If I was Boris I would have said: “We are sorry there have been so many deaths and we recognise we have made mistakes.” And I would have added: “Do you think you could have done any better?” Because I doubt whether anyone stood that side of the dispatch box could.
Journalism has changed greatly in the 55 years I have been involved in newspapers. It was summed up perfectly in a book I am currently reading, the beautifully-written autobiography of Sir Trevor McDonald, one of this country’s most respected television journalists of long standing.
This is what he said: “In some respects journalism has lost its way. The need for speed has damaged the culture of thoughtful reporting. And we have sadly confused the lofty concept of balance with equivalence. Put simply, we place too much importance on giving equal time to contrasting views without any consideration of whether either of the views merit the time allocated.”
The BBC is still the best broadcast organisation in the world. It makes some fantastic documentaries. I’ve just been watching one now called ‘VE Day75, The National Remembers’, followed by ‘Our Finest Hours’, hosted by Sophie Raworth who I believe is one of BBC News’ greatest assets.
But it’s that balance which I think needs careful consideration.
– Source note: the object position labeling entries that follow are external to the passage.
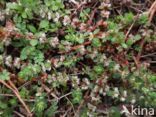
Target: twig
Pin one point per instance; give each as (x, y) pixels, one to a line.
(14, 89)
(71, 105)
(49, 91)
(151, 54)
(152, 11)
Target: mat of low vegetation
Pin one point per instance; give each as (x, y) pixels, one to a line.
(82, 58)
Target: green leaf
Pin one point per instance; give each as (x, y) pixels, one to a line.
(32, 28)
(52, 109)
(77, 96)
(96, 42)
(4, 75)
(98, 69)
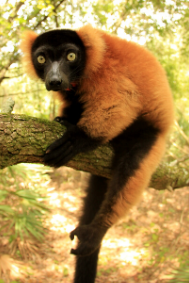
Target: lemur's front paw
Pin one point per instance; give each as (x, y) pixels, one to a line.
(90, 238)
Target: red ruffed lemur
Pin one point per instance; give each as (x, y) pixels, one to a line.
(113, 91)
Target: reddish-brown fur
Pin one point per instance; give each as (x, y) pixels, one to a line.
(128, 82)
(121, 81)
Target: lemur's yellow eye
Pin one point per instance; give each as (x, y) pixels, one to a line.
(41, 59)
(71, 56)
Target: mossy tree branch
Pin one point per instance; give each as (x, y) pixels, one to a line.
(24, 139)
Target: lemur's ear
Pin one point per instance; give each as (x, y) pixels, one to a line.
(28, 38)
(95, 47)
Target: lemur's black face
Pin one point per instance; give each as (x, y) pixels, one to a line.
(59, 59)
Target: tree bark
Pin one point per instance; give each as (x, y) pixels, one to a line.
(24, 139)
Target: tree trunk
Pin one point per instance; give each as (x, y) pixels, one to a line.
(24, 139)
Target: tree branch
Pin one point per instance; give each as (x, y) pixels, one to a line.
(24, 139)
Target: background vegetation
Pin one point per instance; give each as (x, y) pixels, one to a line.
(161, 26)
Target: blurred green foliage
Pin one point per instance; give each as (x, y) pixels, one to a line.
(162, 26)
(22, 208)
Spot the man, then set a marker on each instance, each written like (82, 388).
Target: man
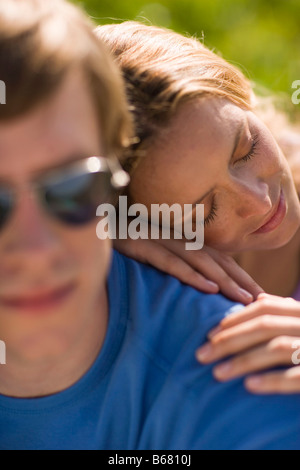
(99, 348)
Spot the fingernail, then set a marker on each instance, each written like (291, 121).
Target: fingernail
(214, 331)
(213, 285)
(204, 353)
(245, 294)
(254, 382)
(222, 371)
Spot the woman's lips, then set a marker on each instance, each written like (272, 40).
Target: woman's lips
(276, 218)
(38, 302)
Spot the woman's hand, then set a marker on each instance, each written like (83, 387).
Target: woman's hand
(263, 335)
(206, 269)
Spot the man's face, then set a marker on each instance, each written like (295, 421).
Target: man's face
(51, 275)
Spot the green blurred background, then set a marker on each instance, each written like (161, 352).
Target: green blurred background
(260, 36)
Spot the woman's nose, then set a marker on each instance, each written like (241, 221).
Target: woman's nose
(252, 198)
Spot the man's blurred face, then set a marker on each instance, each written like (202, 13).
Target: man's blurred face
(51, 274)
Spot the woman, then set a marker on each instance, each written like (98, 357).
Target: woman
(195, 121)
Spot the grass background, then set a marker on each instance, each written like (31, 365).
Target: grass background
(262, 37)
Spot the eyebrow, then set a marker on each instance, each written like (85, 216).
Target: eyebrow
(72, 158)
(235, 144)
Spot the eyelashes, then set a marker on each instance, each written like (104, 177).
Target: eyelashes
(213, 211)
(252, 152)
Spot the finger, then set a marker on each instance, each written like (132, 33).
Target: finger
(165, 260)
(265, 305)
(204, 263)
(284, 382)
(247, 335)
(239, 275)
(277, 352)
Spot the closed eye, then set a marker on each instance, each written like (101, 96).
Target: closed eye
(212, 214)
(251, 154)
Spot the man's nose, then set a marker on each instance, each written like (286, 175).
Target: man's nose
(252, 198)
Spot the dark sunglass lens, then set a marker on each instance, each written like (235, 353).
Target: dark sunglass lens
(5, 205)
(75, 199)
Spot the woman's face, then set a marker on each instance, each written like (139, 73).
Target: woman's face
(215, 153)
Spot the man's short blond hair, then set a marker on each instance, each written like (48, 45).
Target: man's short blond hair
(41, 41)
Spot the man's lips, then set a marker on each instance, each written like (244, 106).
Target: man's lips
(276, 217)
(33, 302)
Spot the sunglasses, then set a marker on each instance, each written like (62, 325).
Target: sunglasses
(72, 192)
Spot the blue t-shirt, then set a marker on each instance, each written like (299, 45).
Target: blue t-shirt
(146, 390)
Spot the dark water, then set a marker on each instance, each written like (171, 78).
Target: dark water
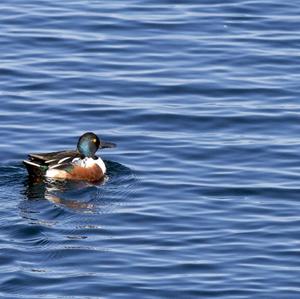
(202, 195)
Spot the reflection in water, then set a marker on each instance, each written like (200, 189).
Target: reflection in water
(82, 197)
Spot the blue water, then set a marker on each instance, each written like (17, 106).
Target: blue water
(202, 194)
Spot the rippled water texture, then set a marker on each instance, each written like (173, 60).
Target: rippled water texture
(201, 199)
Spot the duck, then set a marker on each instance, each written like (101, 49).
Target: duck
(80, 164)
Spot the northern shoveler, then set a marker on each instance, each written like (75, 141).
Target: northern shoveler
(80, 164)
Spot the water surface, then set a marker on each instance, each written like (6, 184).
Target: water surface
(201, 199)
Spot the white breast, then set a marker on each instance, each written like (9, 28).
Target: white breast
(89, 162)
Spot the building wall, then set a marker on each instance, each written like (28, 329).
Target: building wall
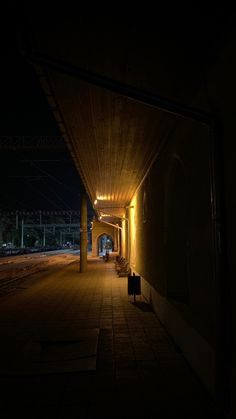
(172, 241)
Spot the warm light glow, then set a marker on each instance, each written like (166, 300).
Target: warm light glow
(103, 197)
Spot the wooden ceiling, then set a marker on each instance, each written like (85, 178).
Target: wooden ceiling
(114, 138)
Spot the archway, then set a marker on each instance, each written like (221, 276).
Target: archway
(104, 244)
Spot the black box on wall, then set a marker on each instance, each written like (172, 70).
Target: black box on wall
(134, 285)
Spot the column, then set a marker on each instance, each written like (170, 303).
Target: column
(83, 231)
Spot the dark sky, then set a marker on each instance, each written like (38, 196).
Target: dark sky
(30, 178)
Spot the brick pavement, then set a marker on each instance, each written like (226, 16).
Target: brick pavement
(139, 373)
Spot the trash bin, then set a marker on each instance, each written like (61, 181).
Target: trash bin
(134, 285)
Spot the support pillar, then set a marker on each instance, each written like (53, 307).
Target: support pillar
(83, 232)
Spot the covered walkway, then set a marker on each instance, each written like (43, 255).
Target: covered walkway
(74, 345)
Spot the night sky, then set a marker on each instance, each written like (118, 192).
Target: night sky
(30, 179)
(48, 180)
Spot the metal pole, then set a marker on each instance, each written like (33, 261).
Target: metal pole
(22, 233)
(83, 232)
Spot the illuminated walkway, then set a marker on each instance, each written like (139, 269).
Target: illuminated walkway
(137, 373)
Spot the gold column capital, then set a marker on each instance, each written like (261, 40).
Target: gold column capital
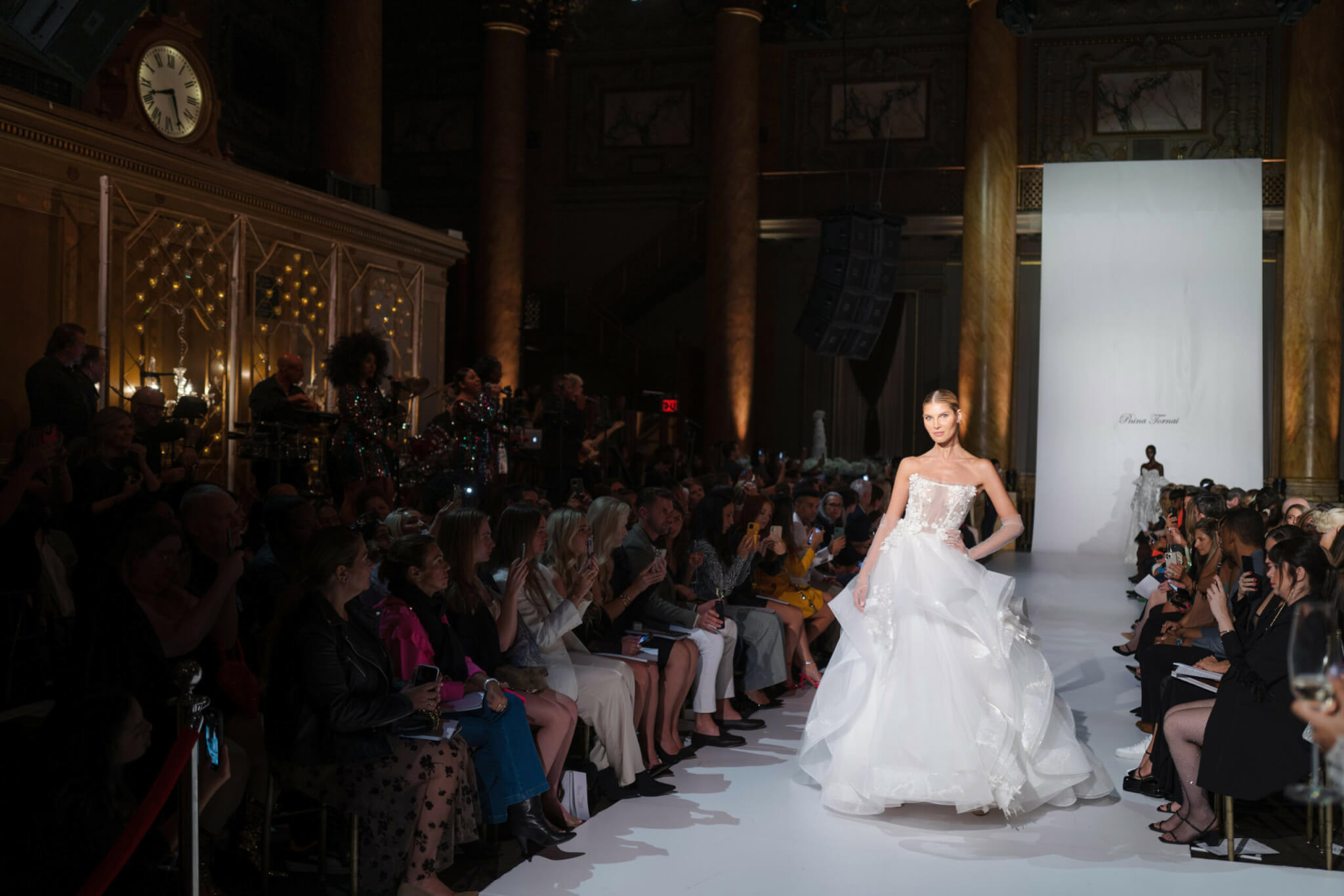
(506, 26)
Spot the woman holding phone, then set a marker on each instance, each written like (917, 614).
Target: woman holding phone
(413, 628)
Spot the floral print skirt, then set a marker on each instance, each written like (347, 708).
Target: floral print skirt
(385, 796)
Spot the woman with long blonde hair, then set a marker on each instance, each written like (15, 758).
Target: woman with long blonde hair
(569, 558)
(937, 692)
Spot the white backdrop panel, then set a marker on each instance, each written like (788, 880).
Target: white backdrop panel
(1150, 333)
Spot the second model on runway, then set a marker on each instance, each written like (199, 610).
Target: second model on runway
(937, 692)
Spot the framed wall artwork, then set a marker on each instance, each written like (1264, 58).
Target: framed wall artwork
(879, 110)
(639, 119)
(1154, 101)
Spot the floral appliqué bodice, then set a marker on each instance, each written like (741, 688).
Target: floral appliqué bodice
(933, 508)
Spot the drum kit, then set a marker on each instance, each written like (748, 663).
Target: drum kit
(283, 442)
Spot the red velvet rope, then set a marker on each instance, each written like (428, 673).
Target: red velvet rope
(144, 817)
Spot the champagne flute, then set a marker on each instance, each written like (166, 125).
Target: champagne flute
(1313, 652)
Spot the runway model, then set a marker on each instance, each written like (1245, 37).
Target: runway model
(937, 692)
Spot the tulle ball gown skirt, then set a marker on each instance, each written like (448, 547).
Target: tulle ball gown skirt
(938, 695)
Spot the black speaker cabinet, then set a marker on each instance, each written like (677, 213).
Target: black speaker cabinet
(856, 280)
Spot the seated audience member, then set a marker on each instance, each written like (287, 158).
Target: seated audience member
(713, 636)
(492, 633)
(92, 367)
(55, 397)
(610, 695)
(1245, 742)
(35, 489)
(270, 582)
(88, 746)
(327, 515)
(1293, 511)
(730, 555)
(152, 430)
(1323, 524)
(792, 586)
(414, 630)
(110, 485)
(335, 710)
(609, 619)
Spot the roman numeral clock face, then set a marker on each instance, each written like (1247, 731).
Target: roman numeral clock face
(171, 92)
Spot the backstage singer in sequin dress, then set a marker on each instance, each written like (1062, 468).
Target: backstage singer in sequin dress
(362, 451)
(937, 692)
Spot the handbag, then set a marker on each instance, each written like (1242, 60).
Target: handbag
(237, 682)
(524, 669)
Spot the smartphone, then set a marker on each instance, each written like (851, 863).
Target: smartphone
(210, 725)
(425, 675)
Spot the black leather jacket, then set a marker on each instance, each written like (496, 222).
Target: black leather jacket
(332, 695)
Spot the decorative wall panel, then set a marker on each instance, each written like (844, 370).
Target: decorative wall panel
(927, 129)
(1188, 96)
(644, 119)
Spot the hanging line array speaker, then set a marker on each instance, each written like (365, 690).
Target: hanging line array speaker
(856, 281)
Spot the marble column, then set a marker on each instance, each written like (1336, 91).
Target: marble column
(1313, 255)
(503, 199)
(350, 136)
(990, 237)
(732, 220)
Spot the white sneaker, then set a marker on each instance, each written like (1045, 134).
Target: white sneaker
(1136, 751)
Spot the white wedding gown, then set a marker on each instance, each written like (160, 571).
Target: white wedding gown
(937, 692)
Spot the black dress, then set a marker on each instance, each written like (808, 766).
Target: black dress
(1253, 743)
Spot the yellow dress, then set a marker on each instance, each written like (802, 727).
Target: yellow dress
(787, 587)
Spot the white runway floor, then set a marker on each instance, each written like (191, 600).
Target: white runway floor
(740, 825)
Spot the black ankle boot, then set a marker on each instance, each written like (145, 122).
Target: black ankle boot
(527, 824)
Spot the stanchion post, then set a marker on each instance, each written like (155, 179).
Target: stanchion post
(190, 706)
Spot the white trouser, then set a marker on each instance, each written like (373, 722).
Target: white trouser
(606, 702)
(714, 675)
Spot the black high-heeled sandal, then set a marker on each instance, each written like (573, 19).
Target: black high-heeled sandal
(1211, 836)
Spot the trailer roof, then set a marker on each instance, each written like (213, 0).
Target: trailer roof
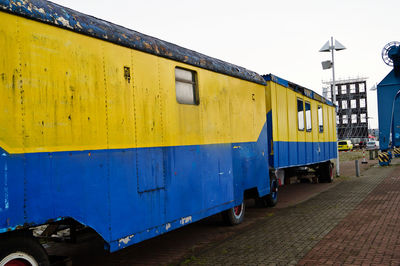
(54, 14)
(297, 88)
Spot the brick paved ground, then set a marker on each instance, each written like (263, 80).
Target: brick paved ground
(368, 235)
(360, 231)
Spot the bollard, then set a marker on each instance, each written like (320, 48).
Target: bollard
(357, 169)
(371, 155)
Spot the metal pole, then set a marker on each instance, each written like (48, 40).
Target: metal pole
(357, 168)
(334, 102)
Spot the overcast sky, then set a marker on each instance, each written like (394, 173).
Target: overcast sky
(279, 37)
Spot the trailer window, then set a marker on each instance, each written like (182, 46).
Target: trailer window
(320, 119)
(186, 86)
(308, 116)
(300, 114)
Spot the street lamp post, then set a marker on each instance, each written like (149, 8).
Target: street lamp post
(331, 47)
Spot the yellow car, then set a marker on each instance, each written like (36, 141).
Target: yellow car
(345, 145)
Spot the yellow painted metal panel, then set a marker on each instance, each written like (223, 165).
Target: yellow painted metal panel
(119, 95)
(283, 102)
(68, 92)
(148, 100)
(282, 112)
(272, 86)
(10, 94)
(63, 101)
(301, 134)
(292, 114)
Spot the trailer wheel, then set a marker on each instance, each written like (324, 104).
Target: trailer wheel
(271, 199)
(22, 251)
(234, 215)
(325, 173)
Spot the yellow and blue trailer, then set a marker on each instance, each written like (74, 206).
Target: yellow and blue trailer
(130, 135)
(302, 129)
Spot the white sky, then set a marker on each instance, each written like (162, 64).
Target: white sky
(281, 37)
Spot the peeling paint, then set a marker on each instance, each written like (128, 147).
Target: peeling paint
(125, 240)
(167, 226)
(64, 22)
(54, 14)
(186, 220)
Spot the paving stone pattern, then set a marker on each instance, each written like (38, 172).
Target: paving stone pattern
(286, 237)
(370, 235)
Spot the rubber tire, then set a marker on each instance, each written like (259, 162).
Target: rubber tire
(271, 199)
(231, 219)
(25, 244)
(325, 173)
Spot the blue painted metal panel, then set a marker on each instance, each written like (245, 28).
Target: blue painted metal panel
(303, 153)
(396, 123)
(388, 88)
(104, 189)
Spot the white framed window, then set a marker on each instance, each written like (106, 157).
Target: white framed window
(186, 86)
(353, 104)
(308, 116)
(345, 119)
(337, 89)
(344, 89)
(352, 88)
(363, 118)
(300, 114)
(344, 104)
(361, 87)
(362, 103)
(354, 118)
(321, 119)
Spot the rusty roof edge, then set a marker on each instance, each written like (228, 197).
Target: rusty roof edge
(57, 15)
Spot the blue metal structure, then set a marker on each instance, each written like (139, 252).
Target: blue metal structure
(389, 101)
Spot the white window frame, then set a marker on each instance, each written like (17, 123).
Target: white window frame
(186, 87)
(300, 115)
(308, 116)
(320, 119)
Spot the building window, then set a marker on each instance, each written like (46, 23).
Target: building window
(308, 116)
(186, 86)
(300, 114)
(344, 89)
(363, 118)
(353, 104)
(352, 88)
(361, 87)
(362, 103)
(354, 119)
(344, 119)
(321, 119)
(344, 104)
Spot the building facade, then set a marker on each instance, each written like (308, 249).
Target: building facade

Compare the above documentary to the appalling biased ‘Panorama’ programme on the PPE debacle and last night’s so-called comedy show ‘Have I Got News For You’.
HIGNFY used to be one of my favourite television programme because it’s based on the current news agenda. But recorded via video conferencing with the presenters Ian Hislop and Paul Merton and their guests operating from home, it just does not work. Their comedy relies on bouncing off one another and I just don’t think it’s funny any more. And I can only take Hislop in small doses these days.
On this historic day our thoughts turn to the last – and much bigger – crisis this country endured with all the 75th anniversary of VE Day being severely curtailed. But there will be family parties all over the country, including many in the Lyme area, so we can spend a few moments recognising how very much more difficult it was as war came to an end.
It’s not really difficult is it, staying at home, compared to the suffering our parents and grandparents endured? I wrote yesterday how, like all grandparents, I could not wait to give my grandkids a hug again.
Imagine waving good by to your children, some just five or six years old, when they were evacuated from London. Some did not see their offspring for three or four years and whilst they were much safer, many of them were very unhappy. And never recovered from the experience although most were treated well.
This afternoon the Evans household – all three of us – will ponder on that thought with a cream tea and Pimm’s in our garden where Union flags are aplenty. Tonight we will listen to the Queen addressing the nation once again and we will think things could be worse, couldn’t they?
If you are doing likewise, I hope you have a lovely time. Remember, we are getting through this and the good times will return.
But before I close, let me say a well done to members of Lyme Regis Pantomime Society, who have put up on Facebook a virtual performance showcasing their musical and comedic skills. It’s bloody brilliant.
Let’s finish on something that Churchill said on his victory speech on VE Day 1945, which may still be appropriate when we kick this dreadful virus: “This is not victory of a party or of any class. It’s a victory of the great British nation as a whole”.